From: | Cédric Villemain <cedric(dot)villemain(dot)debian(at)gmail(dot)com> |
---|---|
To: | Mitsuru IWASAKI <iwasaki(at)jp(dot)freebsd(dot)org> |
Cc: | pgsql-hackers(at)postgresql(dot)org, jeff(dot)janes(at)gmail(dot)com |
Subject: | Re: patch for new feature: Buffer Cache Hibernation |
Date: | 2011-05-05 11:35:52 |
Message-ID: | BANLkTikc81tQqKv_yuMsD+UnQxMKvuTUgA@mail.gmail.com |
Views: | Raw Message | Whole Thread | Download mbox | Resend email |
Thread: | |
Lists: | pgsql-hackers |
2011/5/5 Mitsuru IWASAKI <iwasaki(at)jp(dot)freebsd(dot)org>:
> Hi,
>
>> I think that PgFincore (http://pgfoundry.org/projects/pgfincore/)
>> provides similar functionality. Are you familiar with that? If so,
>> could you contrast your approach with that one?
>
> I'm not familiar with PgFincore at all sorry, but I got source code
> and documents and read through them just now.
> # and I'm a novice on postgres actually...
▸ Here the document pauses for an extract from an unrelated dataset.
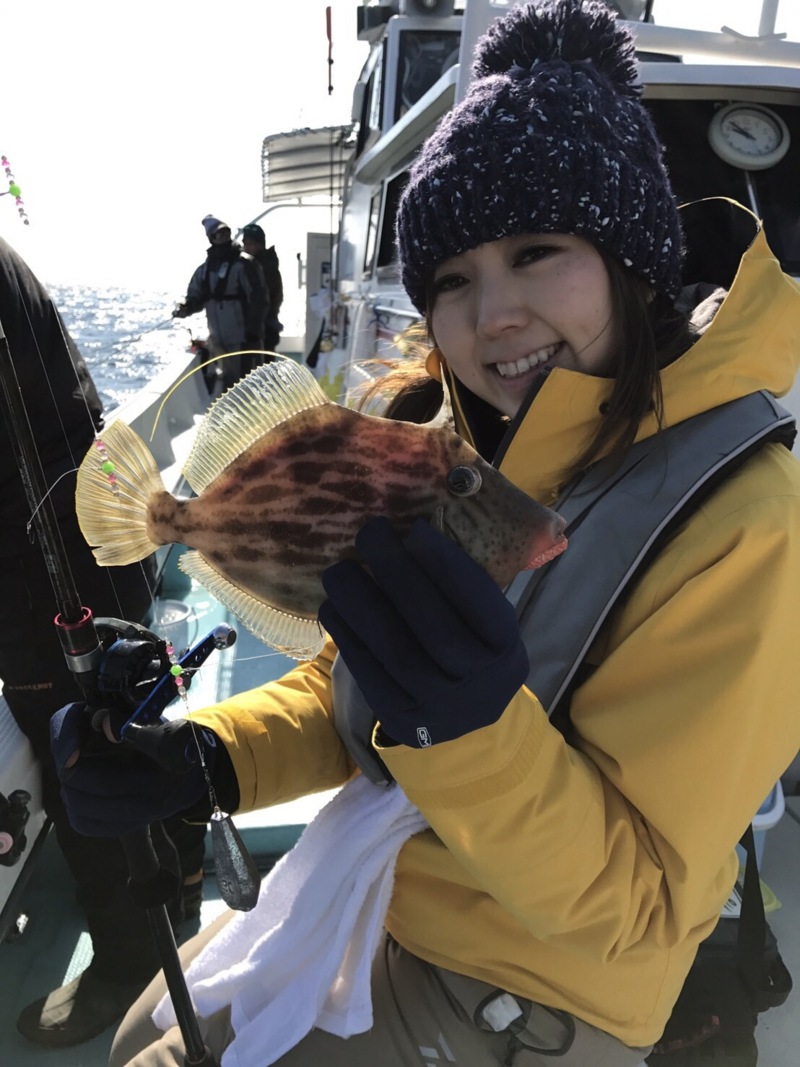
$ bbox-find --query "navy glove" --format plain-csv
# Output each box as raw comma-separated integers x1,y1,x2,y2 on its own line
50,703,217,838
319,519,528,748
> The target both is to reduce physical I/O, but their approaches and
> gains are different.
> My understanding is like this;
>
> +---------------------+ +---------------------+
> | Postgres(backend) | | Postgres |
> | +-----------------+ | | |
> | | DB Buffer Cache | | | |
> | | (shared buffers)| | | |
> | |*my target | | | |
> | +-----------------+ | | |
> | ^ ^ | | |
> | | | | | |
> | v v | | |
> | +-----------------+ | | +-----------------+ |
> | | buffer manager | | | | pgfincore | |
> | +-----------------+ | | +-----------------+ |
> +---^------^----------+ +----------^----------+
> | |smgrread() |posix_fadvise()
> |read()| | userland
> ==================================================================
> | | | kernel
> | +-------------+-------------+
> | |
> | v
> | +------------------------+
> | | File System |
> | | +-----------------+ |
> +------>| | FS Buffer Cache | |
> | |*PgFincore target| |
> | +-----------------+ |
> | ^ ^ |
> +----|-------|-----------+
> | |
> ==================================================================
> | | hardware
> +---------|-------|----------------+
> | | v Physical Disk |
> | | +------------------+ |
> | | | base/16384/24598 | |
> | v +------------------+ |
> | +------------------------------+ |
> | |Buffer Cache Hibernation Files| |
> | +------------------------------+ |
> +----------------------------------+
>
littel detail, pgfincore store its data per relation in a file, like you do.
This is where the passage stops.